Google Street View no longer limits itself to streets and squares.

The little figure can enter buildings too.

I tried it.

Embodied by the orange Street View avatar, I stepped inside the National Museum of Modern and Contemporary Art in Seoul, South Korea.

Immediately I became entangled in an installation.

A hall filled entirely with mirrors, large shards everywhere. On the ceiling. On the floor.

I navigated back and forth. Turned in full circles.

When I tried to find an exit, there wasn’t one.

Only a white door marked STAFF ONLY.

I tried again, faster this time, more systematic.

I raced along the mirrors, combed through the space carefully.

Again, the only possible exit seemed to be that STAFF ONLY door.

I tried to open, the software refused.

What to do?

I sat down quietly.

I noticed something.

None of the mirrors reflected a person. Not me. Not a camera. Not even a ghostly documentation of my digital presence.

No one was there.

I was trapped in a room in which I myself was absent.

I didn’t need a door: I wasn’t there.

Things got even stranger. A few days later I thought to return, hoping to discover the identity of the maker of this installation. I’d come to think that this ‘being there without being there’ might have been intended, that it had been a form of internet art I hadn’t recognized at the time.

Well, we’ll never know.

The mirror room is gone.

That same link that got me into the mirrorspace now leads simply to the museum lobby.

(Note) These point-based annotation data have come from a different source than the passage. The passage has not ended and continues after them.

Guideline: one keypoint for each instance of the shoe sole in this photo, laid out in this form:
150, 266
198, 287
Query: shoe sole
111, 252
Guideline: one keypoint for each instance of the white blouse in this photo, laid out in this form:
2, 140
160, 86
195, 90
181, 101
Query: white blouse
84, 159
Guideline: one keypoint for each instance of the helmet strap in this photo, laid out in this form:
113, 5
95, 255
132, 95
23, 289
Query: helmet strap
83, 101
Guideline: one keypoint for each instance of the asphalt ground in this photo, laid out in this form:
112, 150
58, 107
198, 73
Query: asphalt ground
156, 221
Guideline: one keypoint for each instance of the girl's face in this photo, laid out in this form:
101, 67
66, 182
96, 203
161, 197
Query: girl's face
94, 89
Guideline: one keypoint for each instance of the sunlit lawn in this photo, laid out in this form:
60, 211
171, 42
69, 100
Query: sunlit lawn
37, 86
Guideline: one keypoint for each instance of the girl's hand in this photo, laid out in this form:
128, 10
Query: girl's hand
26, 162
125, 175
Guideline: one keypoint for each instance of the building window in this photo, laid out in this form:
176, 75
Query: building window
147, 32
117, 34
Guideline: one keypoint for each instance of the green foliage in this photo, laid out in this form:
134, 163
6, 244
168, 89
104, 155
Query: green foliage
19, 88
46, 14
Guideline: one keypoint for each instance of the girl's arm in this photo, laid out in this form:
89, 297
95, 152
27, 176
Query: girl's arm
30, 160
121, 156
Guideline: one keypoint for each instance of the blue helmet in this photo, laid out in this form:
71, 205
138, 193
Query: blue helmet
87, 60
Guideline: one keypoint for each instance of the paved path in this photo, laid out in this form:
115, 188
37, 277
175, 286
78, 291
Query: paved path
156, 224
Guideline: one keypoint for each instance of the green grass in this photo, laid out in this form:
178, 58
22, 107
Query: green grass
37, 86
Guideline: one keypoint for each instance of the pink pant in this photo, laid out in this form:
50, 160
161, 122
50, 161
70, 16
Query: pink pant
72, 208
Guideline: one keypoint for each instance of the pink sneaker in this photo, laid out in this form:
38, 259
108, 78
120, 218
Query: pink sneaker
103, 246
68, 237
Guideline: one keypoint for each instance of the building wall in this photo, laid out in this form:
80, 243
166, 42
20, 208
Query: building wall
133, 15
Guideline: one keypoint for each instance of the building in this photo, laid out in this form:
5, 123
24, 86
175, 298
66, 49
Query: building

Past the reception desk you can digitally walk — just like that — into the many galleries.

And back out again.

Rita Hoofwijk is creating a new work that will be presented in September 2026 in two locations in Korea: at the National Museum of Modern and Contemporary Art and at the Gwangju Biennale. But it isn’t September yet. Now, in March, Rita travels to Korea to visit the site from which the work will emerge.